The foyer at Kiamo Ko was definitely meant to impress and intimidate new arrivals. Elphaba quickly realized that this is a hunting tribe, seeing the professional done stuffed animals that hung on the walls, to the twelve guns that flared in a circle above the fireplace. A brass horn sat on a dusty wooden stand by the door, shaking from the breeze that was brought in from an open window. Fiyero smiled at the iron chandelier that hung ominously above everything, burning candle stubs to create the soft light around them. Elphaba however was fearfully looking into the eyes of the dead stuffed animals, hopefully not Animals that hung on the stone walls around her.
"Those aren't Animals," Fiyero told Elphaba, making her turn to see him looking back at her.
"How did you know that's what I was thinking?"
Fiyero chose not to answer that and to further avoid her question, lead Elphaba from the foyer to his library. The emerald girl stopped dead in her tracks and stared in utter bliss, taken in captive by the thousands of pages surrounding her. Books jammed into every shelf, some with elegant purple bindings while some were rather large with worn brown backings. Elphaba seized the nearest purple cased one, opening the cover and reading a quick summary of it.
"I don't know how much you'll enjoy that, it's about politics," Fiyero called back from the opposite side of the room."
"I don't see why the future Governor of Munchkinland shouldn't know how to rule her people," she looked back on him, somewhat indignantly.
Fiyero held up both hands in resignation, turning back the bookshelf he was browsing. Elphaba tucked the book under her arm, silently thinking that with all the other book choices, she would never want to read politics. But still, her will to spite Fiyero ran strong. So she kept the book and kept examining the thousands of bindings that filled the wall in front of her. The heavy carpeted floor dragged under her large work boots, the iron toes on them catching in small holes.
Reaching a section of books where almost every single one was weather worn. Elphaba took a small one off of a bottom shelf. She flipped it open and even before she had read a single word, Fiyero interjected her thoughts,
"So you like fairytales?"
"Is that what this is," Elphaba answered, flipping a page.
"This whole section is all the popular Ozian fairytales, and probably a few old Vinkus one's you've never heard of before."
They stayed quiet for several more minutes before Elphaba added onto their conversation,
"Nessa always had me read her fairytales, they were her absolute favorite."
"My younger siblings were the one's who loved these, they were read over and over."
He pointed to a clump of slightly newer looking ones,
"Those had to be replaced recently because the pages started falling out of the bindings."
"You have younger siblings?" Elphaba interrupted his story, glancing away from the bookshelves and back at him.

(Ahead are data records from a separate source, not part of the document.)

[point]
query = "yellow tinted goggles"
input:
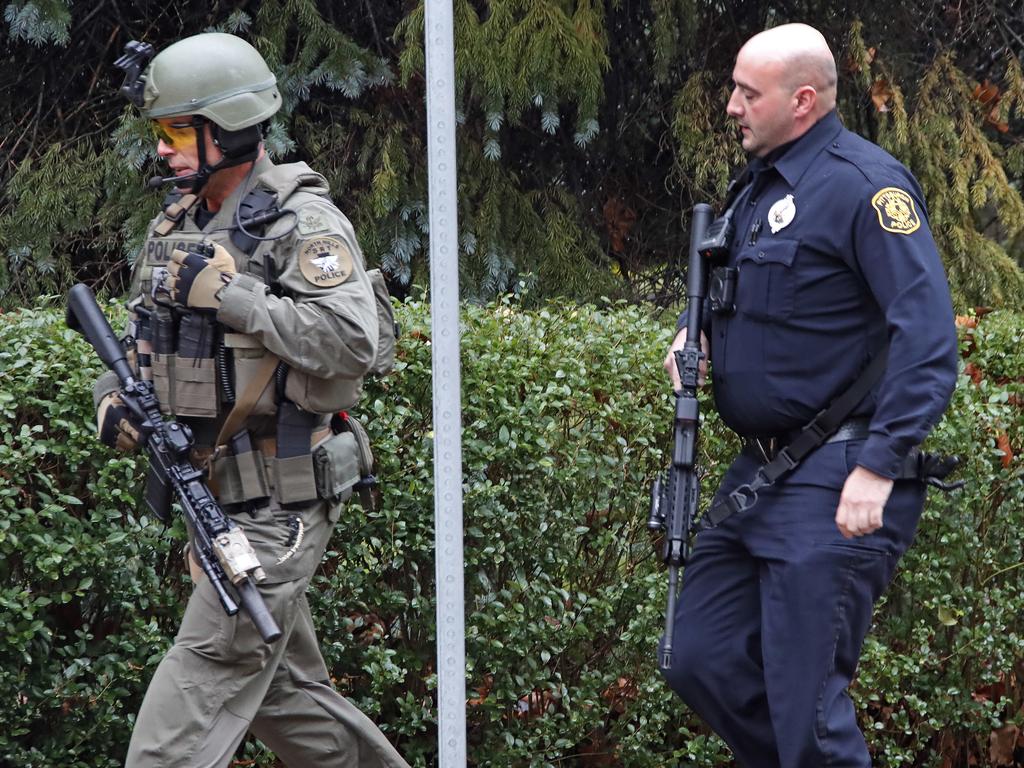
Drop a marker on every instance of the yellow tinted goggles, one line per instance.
(174, 132)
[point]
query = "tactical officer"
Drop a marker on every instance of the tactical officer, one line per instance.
(256, 321)
(829, 265)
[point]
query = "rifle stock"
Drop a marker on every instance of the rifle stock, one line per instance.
(221, 548)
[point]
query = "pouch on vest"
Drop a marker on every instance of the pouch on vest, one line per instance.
(194, 384)
(247, 353)
(342, 423)
(336, 467)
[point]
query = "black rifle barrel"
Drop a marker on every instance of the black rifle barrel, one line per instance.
(84, 315)
(683, 487)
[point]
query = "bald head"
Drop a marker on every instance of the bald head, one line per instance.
(801, 55)
(784, 83)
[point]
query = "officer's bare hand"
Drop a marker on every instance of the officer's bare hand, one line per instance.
(196, 281)
(860, 505)
(670, 360)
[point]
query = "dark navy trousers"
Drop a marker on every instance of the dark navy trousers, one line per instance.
(773, 610)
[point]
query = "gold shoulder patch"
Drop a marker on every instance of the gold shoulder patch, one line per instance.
(325, 261)
(896, 211)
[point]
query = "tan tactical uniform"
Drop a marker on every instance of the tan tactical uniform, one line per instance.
(219, 679)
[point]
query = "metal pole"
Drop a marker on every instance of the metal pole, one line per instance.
(439, 39)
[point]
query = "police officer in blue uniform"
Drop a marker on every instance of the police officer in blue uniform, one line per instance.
(830, 263)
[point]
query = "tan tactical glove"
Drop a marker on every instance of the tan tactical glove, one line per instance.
(195, 280)
(115, 424)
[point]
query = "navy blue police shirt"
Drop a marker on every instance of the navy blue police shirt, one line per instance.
(835, 255)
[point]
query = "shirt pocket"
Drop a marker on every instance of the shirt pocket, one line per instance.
(766, 289)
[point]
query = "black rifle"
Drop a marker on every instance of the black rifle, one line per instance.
(222, 550)
(674, 494)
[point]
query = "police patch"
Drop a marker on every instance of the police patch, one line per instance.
(325, 261)
(310, 223)
(896, 211)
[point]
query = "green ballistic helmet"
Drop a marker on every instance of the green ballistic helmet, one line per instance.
(215, 75)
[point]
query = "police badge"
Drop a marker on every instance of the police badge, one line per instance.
(896, 211)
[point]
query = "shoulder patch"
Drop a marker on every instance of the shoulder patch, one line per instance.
(896, 211)
(325, 261)
(311, 222)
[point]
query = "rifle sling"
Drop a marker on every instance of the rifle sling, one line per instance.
(812, 436)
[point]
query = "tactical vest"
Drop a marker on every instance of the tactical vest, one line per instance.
(199, 367)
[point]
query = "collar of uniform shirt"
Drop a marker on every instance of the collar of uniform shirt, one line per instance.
(793, 159)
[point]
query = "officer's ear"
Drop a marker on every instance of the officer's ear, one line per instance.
(805, 100)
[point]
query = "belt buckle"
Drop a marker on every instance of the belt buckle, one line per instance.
(768, 446)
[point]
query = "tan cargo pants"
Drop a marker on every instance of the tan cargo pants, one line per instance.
(220, 680)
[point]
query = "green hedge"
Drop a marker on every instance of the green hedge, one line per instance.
(566, 418)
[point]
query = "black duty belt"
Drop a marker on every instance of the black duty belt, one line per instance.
(782, 455)
(765, 450)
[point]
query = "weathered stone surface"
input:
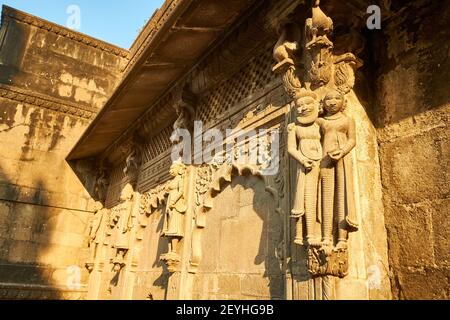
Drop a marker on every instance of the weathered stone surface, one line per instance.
(47, 99)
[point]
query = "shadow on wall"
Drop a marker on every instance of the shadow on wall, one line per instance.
(26, 231)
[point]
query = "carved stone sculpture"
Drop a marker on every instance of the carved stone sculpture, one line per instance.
(184, 105)
(94, 232)
(324, 192)
(304, 146)
(339, 139)
(175, 211)
(124, 224)
(319, 47)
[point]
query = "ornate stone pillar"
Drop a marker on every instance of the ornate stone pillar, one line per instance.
(335, 186)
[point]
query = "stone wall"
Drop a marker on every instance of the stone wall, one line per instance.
(52, 83)
(413, 76)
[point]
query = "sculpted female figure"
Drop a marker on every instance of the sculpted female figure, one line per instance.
(304, 146)
(339, 139)
(125, 224)
(176, 206)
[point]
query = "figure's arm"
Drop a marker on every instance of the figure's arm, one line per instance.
(179, 194)
(351, 137)
(292, 147)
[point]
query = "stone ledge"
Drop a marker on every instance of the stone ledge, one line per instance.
(43, 101)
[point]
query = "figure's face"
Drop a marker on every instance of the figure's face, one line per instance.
(333, 102)
(307, 109)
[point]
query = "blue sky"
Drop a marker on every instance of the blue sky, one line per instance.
(114, 21)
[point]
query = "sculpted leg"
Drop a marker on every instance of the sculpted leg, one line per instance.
(328, 184)
(312, 180)
(340, 190)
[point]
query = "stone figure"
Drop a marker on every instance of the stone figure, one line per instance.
(319, 47)
(94, 232)
(319, 27)
(123, 219)
(101, 184)
(176, 206)
(287, 46)
(304, 145)
(339, 139)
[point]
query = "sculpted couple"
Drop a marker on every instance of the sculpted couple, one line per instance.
(321, 145)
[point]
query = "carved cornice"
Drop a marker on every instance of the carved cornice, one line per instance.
(10, 13)
(18, 291)
(46, 102)
(153, 27)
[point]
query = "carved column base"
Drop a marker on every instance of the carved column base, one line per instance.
(322, 263)
(89, 266)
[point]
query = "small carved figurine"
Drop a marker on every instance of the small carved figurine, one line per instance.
(304, 146)
(339, 139)
(125, 225)
(176, 206)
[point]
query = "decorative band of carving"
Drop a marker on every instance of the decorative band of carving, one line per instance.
(64, 32)
(42, 101)
(150, 30)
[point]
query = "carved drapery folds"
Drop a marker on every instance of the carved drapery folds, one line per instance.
(121, 221)
(320, 141)
(102, 182)
(176, 207)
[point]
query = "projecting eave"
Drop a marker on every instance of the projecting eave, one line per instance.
(173, 41)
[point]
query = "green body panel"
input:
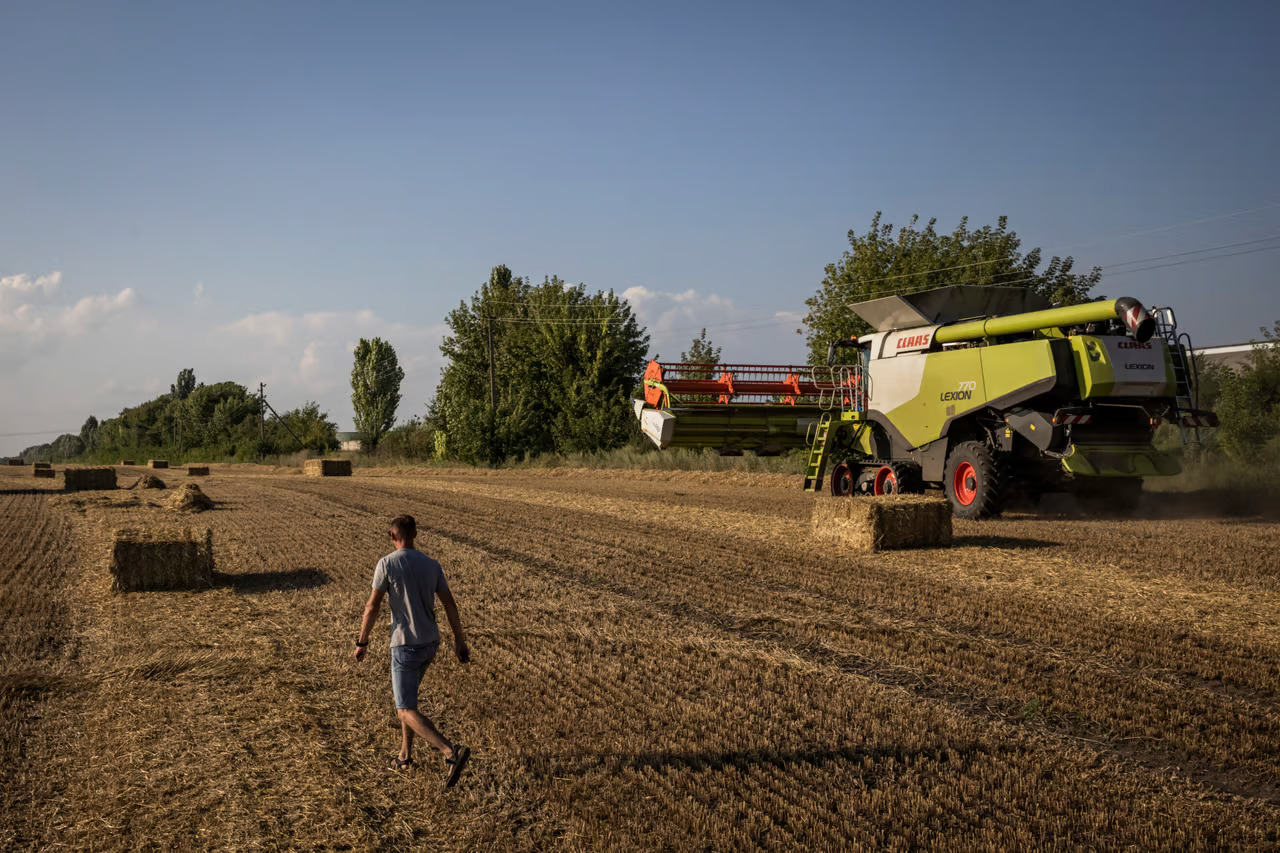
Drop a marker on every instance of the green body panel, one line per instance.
(1119, 461)
(1096, 368)
(945, 389)
(1031, 322)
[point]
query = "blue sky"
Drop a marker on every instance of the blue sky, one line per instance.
(248, 188)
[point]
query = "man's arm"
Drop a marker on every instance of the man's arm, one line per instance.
(451, 610)
(366, 624)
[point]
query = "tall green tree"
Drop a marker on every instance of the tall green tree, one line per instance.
(565, 360)
(880, 263)
(700, 351)
(1248, 400)
(375, 382)
(186, 383)
(88, 433)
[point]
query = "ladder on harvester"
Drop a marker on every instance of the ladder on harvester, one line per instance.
(817, 464)
(1184, 372)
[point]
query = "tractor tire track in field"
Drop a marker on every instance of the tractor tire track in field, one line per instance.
(33, 561)
(982, 675)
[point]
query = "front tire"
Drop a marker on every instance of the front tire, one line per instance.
(974, 483)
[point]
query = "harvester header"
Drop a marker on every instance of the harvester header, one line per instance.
(981, 391)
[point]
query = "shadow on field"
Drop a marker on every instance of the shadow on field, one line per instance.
(260, 582)
(1010, 543)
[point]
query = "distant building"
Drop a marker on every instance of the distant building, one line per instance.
(1234, 355)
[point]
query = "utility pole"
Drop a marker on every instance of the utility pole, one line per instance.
(493, 389)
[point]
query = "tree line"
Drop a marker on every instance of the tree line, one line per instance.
(552, 368)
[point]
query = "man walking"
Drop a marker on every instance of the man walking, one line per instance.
(410, 580)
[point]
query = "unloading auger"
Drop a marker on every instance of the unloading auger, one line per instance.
(983, 392)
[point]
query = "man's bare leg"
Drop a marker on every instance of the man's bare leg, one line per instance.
(406, 742)
(412, 721)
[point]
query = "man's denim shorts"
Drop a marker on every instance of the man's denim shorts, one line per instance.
(408, 662)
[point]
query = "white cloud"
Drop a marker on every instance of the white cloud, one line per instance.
(32, 318)
(307, 356)
(272, 325)
(13, 286)
(92, 311)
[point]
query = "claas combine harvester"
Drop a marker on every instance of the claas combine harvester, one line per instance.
(984, 392)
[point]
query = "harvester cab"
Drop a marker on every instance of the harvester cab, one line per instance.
(984, 392)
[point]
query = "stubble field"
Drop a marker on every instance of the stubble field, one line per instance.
(659, 661)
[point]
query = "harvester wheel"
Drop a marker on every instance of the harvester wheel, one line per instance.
(896, 478)
(973, 482)
(842, 480)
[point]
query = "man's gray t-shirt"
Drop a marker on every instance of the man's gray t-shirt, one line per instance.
(411, 579)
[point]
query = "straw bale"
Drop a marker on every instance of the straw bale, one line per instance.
(327, 468)
(864, 523)
(188, 498)
(161, 559)
(88, 479)
(147, 482)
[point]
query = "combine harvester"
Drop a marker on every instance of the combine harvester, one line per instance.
(984, 392)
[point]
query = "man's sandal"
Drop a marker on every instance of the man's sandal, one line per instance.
(456, 763)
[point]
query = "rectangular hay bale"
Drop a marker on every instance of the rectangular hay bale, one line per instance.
(868, 524)
(327, 468)
(173, 559)
(88, 479)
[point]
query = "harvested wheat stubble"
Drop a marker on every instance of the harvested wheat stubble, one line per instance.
(88, 479)
(327, 468)
(190, 498)
(147, 482)
(883, 523)
(161, 559)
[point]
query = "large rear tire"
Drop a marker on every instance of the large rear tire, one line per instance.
(974, 483)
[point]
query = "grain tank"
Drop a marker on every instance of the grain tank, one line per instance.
(984, 392)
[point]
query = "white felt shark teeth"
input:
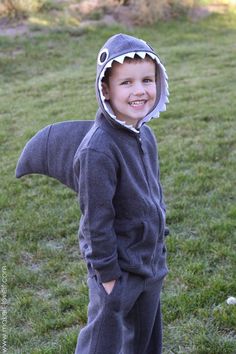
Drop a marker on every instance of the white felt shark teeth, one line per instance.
(120, 59)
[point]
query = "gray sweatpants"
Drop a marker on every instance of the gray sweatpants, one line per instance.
(127, 321)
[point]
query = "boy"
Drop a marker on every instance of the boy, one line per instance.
(123, 213)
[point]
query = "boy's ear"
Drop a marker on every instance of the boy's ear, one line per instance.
(105, 91)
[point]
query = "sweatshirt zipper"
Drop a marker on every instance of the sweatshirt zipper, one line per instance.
(158, 208)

Fiyero rubbed the back of his neck, a little uncomfortable.
"Yeah, I have a little brother and sister," he somewhat blurted out.
Elphaba felt like there was a few pieces of the puzzle missing to his explanation, but seeing how apprehensive he already was, she decided to change subject. But before she could start another conversation, she heard him murmur somewhat irritated to himself,
"My older sister doesn't count."
This perplexed her, internally filing it in her questions for later folder, then looking to the eight feet tall windows that displayed the beautiful afternoon sunlight and breeze, noticeably shaking the fields of grass that carpeted the valley below them.
"Are you ready to meet my parents?" Fiyero interrupted her thoughts.
Internally, Elphaba screamed no, but externally all that could come out was a casual,
"Sure," with a somewhat pleasant smile to follow.